I wrote a simple python test program that spawns a single thread and a single child process, each using nvtx push/pop range calls. On Windows this works great, I see the NVTX events for everything when I capture it running, but when I capture this when running under Linux (such as WSL), I only get the NVTX events from the main thread, I see the child thread in the capture, but no events. I don’t even see the child process id mentioned in the diagnostic summary. Am I missing something or does this not work on Linux?
I met a similar problem while trying to profile a multiprocess app.
The profiler is launched as nsys profile -o file my_app. my_app doesn’t perform any GPU computations but launches a large amount of processes and some of them perform GPU computations. For this command, no GPU computations are shown by nsys-ui (CPU sampling info for child processes is still available though).

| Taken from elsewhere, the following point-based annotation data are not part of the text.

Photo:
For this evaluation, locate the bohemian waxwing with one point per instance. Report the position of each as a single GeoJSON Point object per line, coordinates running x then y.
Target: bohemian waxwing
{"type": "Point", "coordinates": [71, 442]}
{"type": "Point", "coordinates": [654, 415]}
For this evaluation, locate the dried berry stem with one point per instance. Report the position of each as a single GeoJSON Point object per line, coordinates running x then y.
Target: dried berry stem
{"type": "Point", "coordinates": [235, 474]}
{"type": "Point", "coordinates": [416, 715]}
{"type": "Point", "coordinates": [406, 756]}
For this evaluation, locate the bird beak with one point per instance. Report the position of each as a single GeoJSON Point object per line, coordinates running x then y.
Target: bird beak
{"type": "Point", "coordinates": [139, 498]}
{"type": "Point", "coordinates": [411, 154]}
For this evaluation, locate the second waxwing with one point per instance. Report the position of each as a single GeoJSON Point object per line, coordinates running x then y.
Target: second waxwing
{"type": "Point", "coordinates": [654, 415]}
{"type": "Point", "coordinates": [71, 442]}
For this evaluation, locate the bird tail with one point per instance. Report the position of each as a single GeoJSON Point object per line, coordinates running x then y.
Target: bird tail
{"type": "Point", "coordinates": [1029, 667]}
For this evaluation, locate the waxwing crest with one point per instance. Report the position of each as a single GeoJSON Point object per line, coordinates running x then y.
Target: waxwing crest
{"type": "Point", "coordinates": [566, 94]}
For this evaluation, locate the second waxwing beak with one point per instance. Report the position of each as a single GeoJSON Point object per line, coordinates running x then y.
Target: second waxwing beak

When I use my_app to launch individual processes under profiler, all works fine, and I can see GPU information (CUDA streams and operations) in nsys-ui.
Unfortunately, the documentation doesn’t say clear if NSight Systems can trace child process GPU usage or not. No CLI option to set or change this behavior is available as well.
NSight System version: 2021.1.3.
The environment is Ubuntu Linux 18.04.5 in nvidia-docker.
Thank you for the answer. The processes we want to trace are launched with exec, not just forked. Anyway, I tried --trace-fork-before-exec=true but it didn’t help.
I also tried to update the profiler to 2021.2 and use --gpu-metrics-device=all option. Still no luck, GPU traces for the processes were not available.
When my_app launches a large amount of processes and I trace my_app, CUDA traces are missing.
When my_app launches a large amount of processes and some of them are launched under profiler (by modifying command line), CUDA trace is present for these processes.
Not sure if I can provide a report. I have some more hypotheses to check, will try it.